The Mitochondrial Permeability Transition: Nexus of Aging, Disease and Longevity
Round 1
Reviewer 1 Report
This is a well-written and well-organized review article that discusses the role of Mitochondrial Permeability Transition in Aging, Disease and Longevity.
Although some specific aspects on this topic were previously covered by other reviews, the paper nevertheless contains significant information/connection of current interest. The Authors are experts in the field and were able to simplify complicated issues, with the aim of providing an integrated view of the connections between mPTP and aging vs longevity, health vs disease.
I have no major revision to ask. The following suggestions are aimed at improving the readability of the paper.
- Although it could seem redundant, I recommend introducing the mitochondrial membrane localization of mPTP in the initial description of this complex.
- There are some mistakes in the reference section (60, 65 and 73 are erroneously inserted) that change the subsequent numerical order. From then onwards, the numbers in the text and the numbers in the reference section do not pair up. Please modify.
- A graphical representation of the cell death mechanisms in Parkinson’s disease would clarify the discussion of the data reported in the last part of paragraph 4.
- It would be helpful to conclude the review article with a scheme summarising the most relevant pathways involved in the negative or positive regulation of mPTP in aging vs longevity and health vs disease. It would also be advisable to include an indication of the putative targets of the drugs/lifestyle modifications that potentially protect the cells from aging and disease.
Author Response
we accepted the suggestion to add a figure that clarify the role of mPTP in Parkinson’s disease. We added Figure 3, which show schematically the relationship between Parkinson’s disease, mPTP activation and mitophagy (page 9, lines 366-372). Also, as suggested we slightly expanded the description of the complex in the introduction (Page1, line 32) and added a sentence to the conclusion section, directing the reader to Figure 1, that summarizes schematically the regulation of mPTP in the context of aging and disease (page 12, lines 476-477). We corrected the reference list (our reference list was scrambled by the editorial office automatic formatting of our original manuscript. We corrected it, as much as Cells formatting let us, but we suspect that the automatic formatting may scramble it again). We declined to extend the discussion to the putative targets of the anti-aging drugs/lifestyle modification beyond the studies, which we discuss, that show that they inhibit mPTP and/or enhance autophagy/mitophagy. In most cases, there is no consensus about the direct targets and discussing the hundreds of studies devoted to these issues are best left to separate reviews on these drugs/lifestyle modifications.
Reviewer 2 Report
In this review, the authors have comprehensively summarized recent progress in mPTP and its relationship with aging and age-related disease (PD). The writing is precise and clear. The schematic figures were well illustrated and are helpful for the reader's understanding of the topic.
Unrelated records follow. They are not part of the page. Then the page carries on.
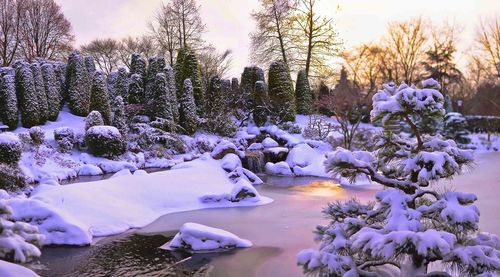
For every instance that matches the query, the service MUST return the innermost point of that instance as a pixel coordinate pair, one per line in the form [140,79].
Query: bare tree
[406,45]
[315,37]
[272,39]
[9,30]
[105,53]
[44,30]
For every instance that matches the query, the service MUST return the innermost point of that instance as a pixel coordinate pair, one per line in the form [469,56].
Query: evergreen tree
[281,95]
[122,83]
[162,103]
[93,119]
[412,223]
[99,100]
[77,85]
[120,118]
[8,101]
[136,91]
[260,110]
[40,92]
[26,95]
[172,90]
[155,66]
[52,88]
[187,117]
[303,94]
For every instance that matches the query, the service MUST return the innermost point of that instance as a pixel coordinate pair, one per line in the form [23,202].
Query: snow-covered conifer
[260,110]
[77,85]
[99,100]
[120,118]
[26,95]
[188,118]
[40,93]
[52,88]
[93,119]
[411,224]
[8,101]
[303,95]
[281,95]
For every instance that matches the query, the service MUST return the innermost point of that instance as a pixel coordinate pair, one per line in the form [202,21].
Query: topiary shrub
[10,148]
[104,141]
[65,138]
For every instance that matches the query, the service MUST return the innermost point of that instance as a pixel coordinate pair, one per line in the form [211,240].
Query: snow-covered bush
[19,241]
[93,119]
[65,138]
[104,141]
[410,224]
[10,148]
[37,135]
[455,128]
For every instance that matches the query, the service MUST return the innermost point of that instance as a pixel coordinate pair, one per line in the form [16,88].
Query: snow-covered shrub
[410,224]
[37,135]
[19,241]
[10,148]
[93,119]
[11,177]
[281,94]
[455,128]
[104,141]
[65,138]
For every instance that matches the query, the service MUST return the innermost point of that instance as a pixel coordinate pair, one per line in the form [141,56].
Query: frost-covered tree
[281,93]
[77,85]
[260,102]
[93,119]
[26,95]
[99,100]
[122,83]
[40,92]
[8,101]
[52,91]
[455,128]
[188,118]
[411,224]
[303,95]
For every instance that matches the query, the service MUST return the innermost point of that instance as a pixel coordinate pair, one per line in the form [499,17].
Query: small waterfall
[254,161]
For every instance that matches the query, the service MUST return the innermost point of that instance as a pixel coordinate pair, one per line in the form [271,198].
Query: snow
[13,270]
[197,237]
[73,214]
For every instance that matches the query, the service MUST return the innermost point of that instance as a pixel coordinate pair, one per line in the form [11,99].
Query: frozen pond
[278,231]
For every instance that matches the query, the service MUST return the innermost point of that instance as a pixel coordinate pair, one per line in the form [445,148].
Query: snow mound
[197,237]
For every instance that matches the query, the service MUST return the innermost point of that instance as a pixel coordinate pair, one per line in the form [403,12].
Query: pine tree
[162,103]
[26,95]
[52,87]
[120,118]
[260,110]
[8,101]
[99,100]
[172,90]
[77,85]
[122,83]
[136,92]
[412,223]
[281,95]
[303,94]
[40,92]
[155,66]
[188,118]
[93,119]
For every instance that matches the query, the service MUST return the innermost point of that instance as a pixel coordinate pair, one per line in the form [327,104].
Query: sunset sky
[229,21]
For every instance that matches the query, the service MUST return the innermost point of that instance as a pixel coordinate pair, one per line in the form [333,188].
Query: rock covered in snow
[196,237]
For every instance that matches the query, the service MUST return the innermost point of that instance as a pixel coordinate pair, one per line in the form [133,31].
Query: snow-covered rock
[197,237]
[281,168]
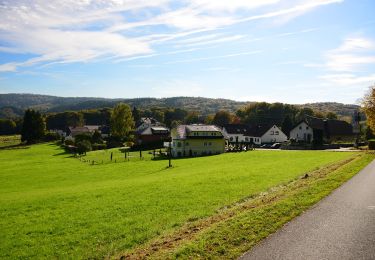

Indeed, although mPTP is a critical mitochondrial event, there are so many unknowns. In addition to the unresolved molecular identity of mPTP, the importance of the physiological functions of this mitochondrial pore has emerged. The discussion about the roles of mPTP in neurophysiology is highly suggested.
Author Response
In response to the suggestion to discuss the role of mPTP in neurophysiology, we added a sentence to the introduction on the proposed role of mPTP-induced superoxide flashes in cortical neurons progenitor differentiation (page 2, lines 49-50, reference 12). However, we declined to extend our review for full discussion of this subject, which is not directly related to the subject of our review. We do discuss, in length, the role of mPTP in neuronal pathology which is the subject of our review.
Reviewer 3 Report
This is a very well written and balanced review on the pathways that activate or inhibit the mitochondrial transition pore in the context of aging and degenerative diseases. The single point that I would have like to see a bit more extended relates to the composition of the pore. It is explained briefly in the introduction, but it could be extended to mention whether the transition pore is opened in respiratory deficient cells, cell devoid of mtDNA, and the implications for the composition and regulation of the pore. Also, the authors could provide their view regarding whether a single pore entity exists or if the permeability transition could rely on multiple pores of diverse composition.
Author Response
We followed the reviewer advice and added to the introduction a reference and discussion of the fact that cells devoid of mtDNA still exhibit mPTP activity (Page 2, lines 64-64, reference 19). We think that within the framework of the introduction, our summary of the recent work on the composition of mPTP, and the many recent references on this subject that we provide, is sufficient for the purpose of this review.